Eigentlich war Klaus-Peter zeitlebens ein braver Bub, über den seine Lehrer und Mitschüler nur Gutes zu berichten hatten.
Er mochte Pferde, Hunde und liebte herbstliche Waldspaziergänge, doch verließ er im Winter ungern die warme Stube. Raufen war ihm zuwider und er lernte schnell, Widersacher mit seinen Tränen zu erweichen.
Doch als es Klaus-Peter in die grosse weite Welt hinauszog, sollte sich das bald ändern. Als externer Consultant, Under-Cover-Controller und Interims-Manager verdiente er gutes Geld und lernte die erhabenen Seiten des Lebens kennen. Er gefiel sich fortan in der Rolle des ergebenen Dieners der Reichen und Mächtigen. Das Aufbäumen gegen Verhältnisse, in denen Menschen unterworfen werden und der Kampf gegen eine Gesellschaft, in der sich die Menschen gegeneinander stellen, waren ihm fremd.
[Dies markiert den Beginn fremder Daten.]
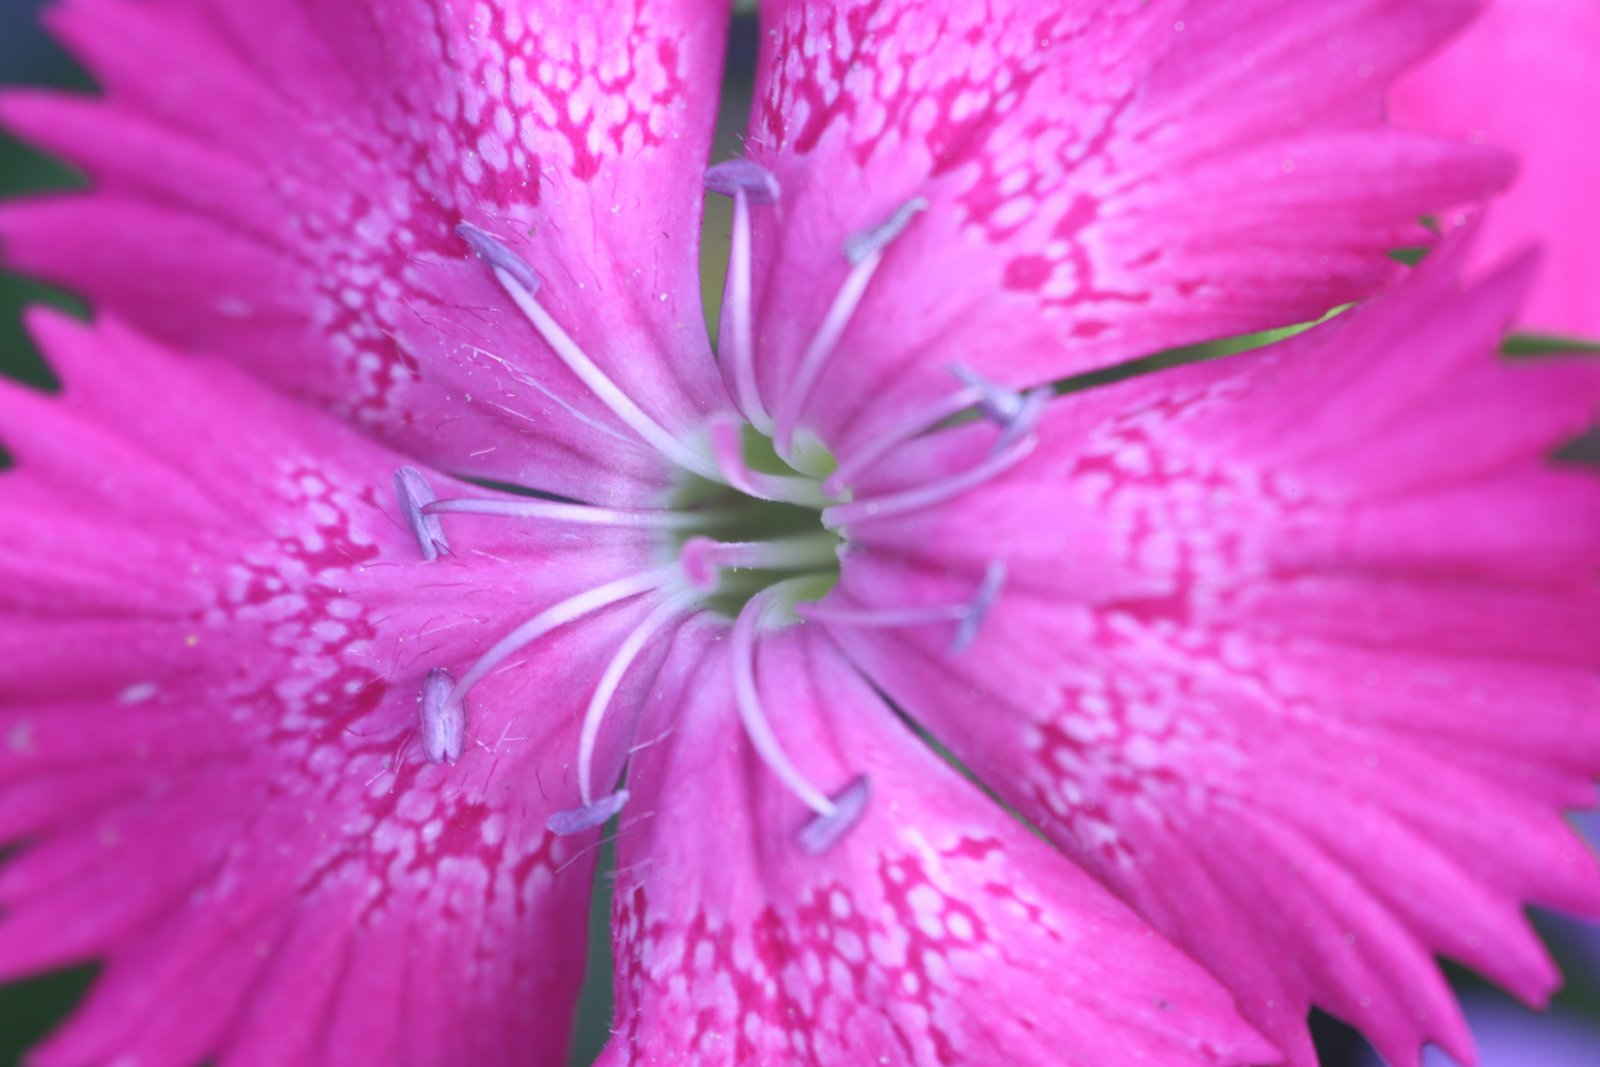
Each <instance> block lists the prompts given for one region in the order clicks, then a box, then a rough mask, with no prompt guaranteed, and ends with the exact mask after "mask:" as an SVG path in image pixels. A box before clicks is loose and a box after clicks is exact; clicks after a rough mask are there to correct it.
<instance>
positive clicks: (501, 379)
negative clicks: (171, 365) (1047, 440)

Der erwachsene Klaus-Peter war stets rückgewandt, liebte Antiquitäten und den konservierenden Firnis von Ahnengalerien. Er erstrebte das Aufgehen im großen Ganzen und träumte davon, Teil einer Gesellschaftsschicht zu sein, wie er sie aus dem geliebten Märchenbuch seiner Kindertage kannte. Er liebte Kaiser, Könige und den Adel als Ganzes, spürte er doch tief in seinem Innern einen Schauer, wenn er an siegreiche Einmärsche der Herrscher vergangener Tage dachte. An die Macht, die über ihm stand und deren Füße er zu küssen bereit war. Eine Macht, gegen die er ohnehin nichts ausrichten konnte, weil er die Unterwerfung seit jeher im Blut hatte.
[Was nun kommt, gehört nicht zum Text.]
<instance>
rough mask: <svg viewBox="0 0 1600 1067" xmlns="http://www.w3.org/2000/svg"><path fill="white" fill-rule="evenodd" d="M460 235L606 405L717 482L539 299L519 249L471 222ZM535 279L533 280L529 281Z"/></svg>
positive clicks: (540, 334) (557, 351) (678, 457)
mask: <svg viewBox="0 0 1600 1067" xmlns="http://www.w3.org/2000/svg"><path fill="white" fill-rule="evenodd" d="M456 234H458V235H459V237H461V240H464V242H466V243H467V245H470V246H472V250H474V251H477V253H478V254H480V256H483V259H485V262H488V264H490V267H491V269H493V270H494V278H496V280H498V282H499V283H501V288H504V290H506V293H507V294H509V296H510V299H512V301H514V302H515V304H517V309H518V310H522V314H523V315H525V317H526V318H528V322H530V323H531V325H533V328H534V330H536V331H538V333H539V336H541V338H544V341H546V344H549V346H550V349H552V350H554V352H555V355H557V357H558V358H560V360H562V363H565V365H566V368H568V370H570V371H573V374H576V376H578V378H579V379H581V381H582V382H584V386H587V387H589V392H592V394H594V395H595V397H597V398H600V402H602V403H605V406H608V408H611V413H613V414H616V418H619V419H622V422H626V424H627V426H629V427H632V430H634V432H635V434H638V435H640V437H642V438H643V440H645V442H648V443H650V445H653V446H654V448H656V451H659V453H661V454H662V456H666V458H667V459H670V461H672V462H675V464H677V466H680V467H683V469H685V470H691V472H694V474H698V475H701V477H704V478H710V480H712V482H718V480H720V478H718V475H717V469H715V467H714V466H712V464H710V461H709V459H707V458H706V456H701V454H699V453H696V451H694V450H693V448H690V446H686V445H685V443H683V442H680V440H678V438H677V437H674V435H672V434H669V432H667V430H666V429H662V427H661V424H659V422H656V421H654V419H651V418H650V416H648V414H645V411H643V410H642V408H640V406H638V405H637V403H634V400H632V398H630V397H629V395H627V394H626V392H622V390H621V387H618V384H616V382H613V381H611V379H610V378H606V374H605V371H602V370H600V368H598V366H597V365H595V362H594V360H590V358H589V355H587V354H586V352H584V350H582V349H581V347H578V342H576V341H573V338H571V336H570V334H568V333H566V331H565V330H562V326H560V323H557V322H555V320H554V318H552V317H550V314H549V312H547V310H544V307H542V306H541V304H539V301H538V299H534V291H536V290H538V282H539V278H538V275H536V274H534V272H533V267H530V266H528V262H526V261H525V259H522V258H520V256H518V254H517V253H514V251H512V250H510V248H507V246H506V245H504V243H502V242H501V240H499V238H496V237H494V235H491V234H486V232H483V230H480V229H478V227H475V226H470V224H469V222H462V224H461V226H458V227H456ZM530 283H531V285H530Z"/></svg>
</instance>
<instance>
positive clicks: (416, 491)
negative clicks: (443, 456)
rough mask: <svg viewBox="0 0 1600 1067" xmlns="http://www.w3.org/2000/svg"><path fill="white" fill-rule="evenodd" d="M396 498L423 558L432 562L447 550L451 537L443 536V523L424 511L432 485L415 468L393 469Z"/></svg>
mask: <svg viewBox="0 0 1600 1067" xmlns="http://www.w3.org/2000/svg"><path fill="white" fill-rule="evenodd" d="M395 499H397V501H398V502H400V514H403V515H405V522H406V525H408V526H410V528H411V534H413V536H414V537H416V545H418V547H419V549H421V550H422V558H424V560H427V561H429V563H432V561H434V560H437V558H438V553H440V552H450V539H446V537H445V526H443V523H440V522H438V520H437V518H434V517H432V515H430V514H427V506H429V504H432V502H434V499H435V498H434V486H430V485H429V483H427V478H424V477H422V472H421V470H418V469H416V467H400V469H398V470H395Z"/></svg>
Es war für Klaus-Peter eine Herzensangelegenheit, sich im allumspannenden Weltnetz von
Facebook dem Zerrbild des von ihm verehrten Adels und seiner treuen Knechte anzuschliessen, um gefahrlos vor dem Bildschirm seines Heimcomputers wenigstens an einem kleinen Feldzug zur Verteidigung des Märchenreichs seiner Jugend teilzunehmen. „Hurra!“ schrie er vor Erregung, als der von ihm als Adelsfeind auserkorene Gegner auf seine Kriegslist hereingefallen war und ihm in einer persönlichen Mitteilung über
Facebook Vertrauliches mitgeteilt hatte. Ihm verschwamm der Schirm vor den Augen, so sehr schrie er. In einem Rausch, höher und herrlicher als der, den das Bier vermittelt, wurde aus dem weichen Klaus-Peter der starke Hass-Peter. Der Rausch liess ihn die ergatterte Nachricht in seiner
Facebook-Hassgruppe veröffentlichen und den entblößten Gesprächspartner als Irren anprangern. Er traktierte die Tastatur in einer Sphäre der begeisterten Raserei, in einem Himmel, wo seine äußersten Gefühle kreisten.
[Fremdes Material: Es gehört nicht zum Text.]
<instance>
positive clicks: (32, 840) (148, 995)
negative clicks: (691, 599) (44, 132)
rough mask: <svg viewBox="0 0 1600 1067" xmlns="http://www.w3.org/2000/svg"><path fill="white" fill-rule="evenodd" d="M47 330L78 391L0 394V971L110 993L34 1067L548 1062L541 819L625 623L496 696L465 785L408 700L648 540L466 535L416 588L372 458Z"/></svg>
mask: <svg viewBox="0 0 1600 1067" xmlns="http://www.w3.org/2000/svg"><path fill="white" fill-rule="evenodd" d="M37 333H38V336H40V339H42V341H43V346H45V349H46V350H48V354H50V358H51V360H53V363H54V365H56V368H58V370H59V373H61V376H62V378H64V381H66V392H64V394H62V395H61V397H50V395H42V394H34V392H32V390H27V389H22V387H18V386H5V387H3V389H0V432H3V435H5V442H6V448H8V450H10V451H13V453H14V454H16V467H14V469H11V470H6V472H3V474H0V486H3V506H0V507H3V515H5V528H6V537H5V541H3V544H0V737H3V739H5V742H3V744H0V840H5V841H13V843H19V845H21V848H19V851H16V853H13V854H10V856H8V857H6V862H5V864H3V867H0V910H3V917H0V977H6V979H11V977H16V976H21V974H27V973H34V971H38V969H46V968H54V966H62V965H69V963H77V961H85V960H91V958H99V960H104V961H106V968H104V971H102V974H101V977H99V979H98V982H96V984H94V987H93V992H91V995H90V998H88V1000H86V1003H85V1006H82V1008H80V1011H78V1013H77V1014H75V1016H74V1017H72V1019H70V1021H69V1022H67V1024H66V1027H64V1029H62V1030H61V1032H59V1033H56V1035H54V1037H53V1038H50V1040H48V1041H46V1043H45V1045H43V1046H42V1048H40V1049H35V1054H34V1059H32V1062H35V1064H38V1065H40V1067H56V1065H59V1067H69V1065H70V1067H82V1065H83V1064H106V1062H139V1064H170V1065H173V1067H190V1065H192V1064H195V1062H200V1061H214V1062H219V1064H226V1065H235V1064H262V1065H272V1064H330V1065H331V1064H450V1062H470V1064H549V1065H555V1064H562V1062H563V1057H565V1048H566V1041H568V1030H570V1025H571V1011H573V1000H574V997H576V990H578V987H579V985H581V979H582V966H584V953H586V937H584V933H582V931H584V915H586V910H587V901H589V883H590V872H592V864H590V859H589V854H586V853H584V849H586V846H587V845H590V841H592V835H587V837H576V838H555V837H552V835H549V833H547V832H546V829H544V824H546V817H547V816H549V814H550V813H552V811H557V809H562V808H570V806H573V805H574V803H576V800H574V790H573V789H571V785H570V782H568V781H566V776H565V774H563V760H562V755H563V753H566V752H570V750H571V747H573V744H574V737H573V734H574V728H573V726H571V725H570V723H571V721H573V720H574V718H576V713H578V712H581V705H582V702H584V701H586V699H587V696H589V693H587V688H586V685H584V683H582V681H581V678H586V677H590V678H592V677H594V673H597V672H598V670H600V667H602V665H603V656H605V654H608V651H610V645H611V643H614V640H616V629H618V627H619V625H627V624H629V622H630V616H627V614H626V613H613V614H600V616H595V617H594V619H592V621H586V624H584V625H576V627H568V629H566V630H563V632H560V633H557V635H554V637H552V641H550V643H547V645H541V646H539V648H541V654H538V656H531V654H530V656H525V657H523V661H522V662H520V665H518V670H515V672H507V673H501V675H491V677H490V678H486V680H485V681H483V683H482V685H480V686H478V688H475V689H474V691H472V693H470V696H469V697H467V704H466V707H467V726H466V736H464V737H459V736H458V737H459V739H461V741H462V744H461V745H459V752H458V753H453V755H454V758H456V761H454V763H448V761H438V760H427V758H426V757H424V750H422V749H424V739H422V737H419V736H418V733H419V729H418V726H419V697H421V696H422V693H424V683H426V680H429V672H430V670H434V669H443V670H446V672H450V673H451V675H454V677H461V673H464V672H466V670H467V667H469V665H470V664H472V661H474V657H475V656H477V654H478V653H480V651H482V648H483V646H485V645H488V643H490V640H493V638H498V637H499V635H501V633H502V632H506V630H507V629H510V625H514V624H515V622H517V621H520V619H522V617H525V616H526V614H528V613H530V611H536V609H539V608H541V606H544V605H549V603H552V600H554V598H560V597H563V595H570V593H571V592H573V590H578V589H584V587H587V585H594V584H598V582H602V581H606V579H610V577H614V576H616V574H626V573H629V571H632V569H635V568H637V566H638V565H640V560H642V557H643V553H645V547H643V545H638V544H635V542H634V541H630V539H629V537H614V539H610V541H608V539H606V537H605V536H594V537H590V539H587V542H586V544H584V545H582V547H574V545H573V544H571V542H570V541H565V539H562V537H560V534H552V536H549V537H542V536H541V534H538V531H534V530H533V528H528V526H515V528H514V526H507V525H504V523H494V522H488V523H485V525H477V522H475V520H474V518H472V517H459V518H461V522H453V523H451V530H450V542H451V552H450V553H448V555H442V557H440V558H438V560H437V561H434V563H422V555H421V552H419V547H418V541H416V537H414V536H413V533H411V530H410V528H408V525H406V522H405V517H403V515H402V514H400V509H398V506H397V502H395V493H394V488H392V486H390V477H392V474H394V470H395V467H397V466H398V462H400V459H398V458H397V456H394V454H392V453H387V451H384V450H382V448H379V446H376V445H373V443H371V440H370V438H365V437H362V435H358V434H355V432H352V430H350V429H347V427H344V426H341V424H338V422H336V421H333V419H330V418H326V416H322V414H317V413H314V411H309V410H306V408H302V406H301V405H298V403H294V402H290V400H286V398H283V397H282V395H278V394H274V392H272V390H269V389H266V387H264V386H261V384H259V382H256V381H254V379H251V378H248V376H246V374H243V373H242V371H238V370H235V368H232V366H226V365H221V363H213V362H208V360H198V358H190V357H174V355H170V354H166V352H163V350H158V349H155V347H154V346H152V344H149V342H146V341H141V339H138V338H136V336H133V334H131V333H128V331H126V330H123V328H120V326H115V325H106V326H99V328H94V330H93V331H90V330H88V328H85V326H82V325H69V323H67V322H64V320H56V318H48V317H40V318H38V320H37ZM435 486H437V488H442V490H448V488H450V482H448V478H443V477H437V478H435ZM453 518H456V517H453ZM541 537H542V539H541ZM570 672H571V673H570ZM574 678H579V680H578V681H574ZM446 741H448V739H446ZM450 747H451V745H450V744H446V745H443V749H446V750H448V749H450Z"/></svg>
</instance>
Erst später dämmerte ihm, dass er sich in dieser Nacht, verwirrt vom süßen Met der siegreichen Schlacht, womöglich vom Pfad der Tugend, den er seit jeher beschwor, hatte abbringen lassen. Und dann geschah es, was er sich als treuer Untertan des herrschenden Systems, als ergebener Büttel des ihm willig übergestülpten Rechts, niemals hätte erträumen lassen. Zuerst bescheinigte ihm das
Landgericht Hamburg mit Beschluss vom 07.01.2013 zum Az.: 324 O 648/12 einen unverzeichlichen Fehltritt gegen das geltende Gesetz und schließlich gar dass
Oberlandesgericht Hamburg mit Beschluss vom 04. Februar 2013 zum Az.: 7 W 5/13 einen weiteren schwer zu mißbilligenden Verstoß gegen die bürgerliche Rechtsordnung, der zu gehorchen ihm als geborener Vasall ein mindestens ebenso wichtiges Anliegen war, wie die Bekämpfung der unehrenhaften Horden jener, die aus seiner Sicht mit ihrer Namensführung das Andenken derer beschmutzten, die er heiligengleich verehrte.
Beim Anblick der einstweiligen Verfügungen und der Androhung von hohem Ordnungsgeld erschrak er, als habe ihm jemand einen Spiegel vorgehalten, in dem er einen Fremden erblickt, der sich um Recht und Ordnung nicht schert. Klaus-Peter erschrak und rang nach Atem.
Er sah sich hastig um. In seinem Kampf war er allein.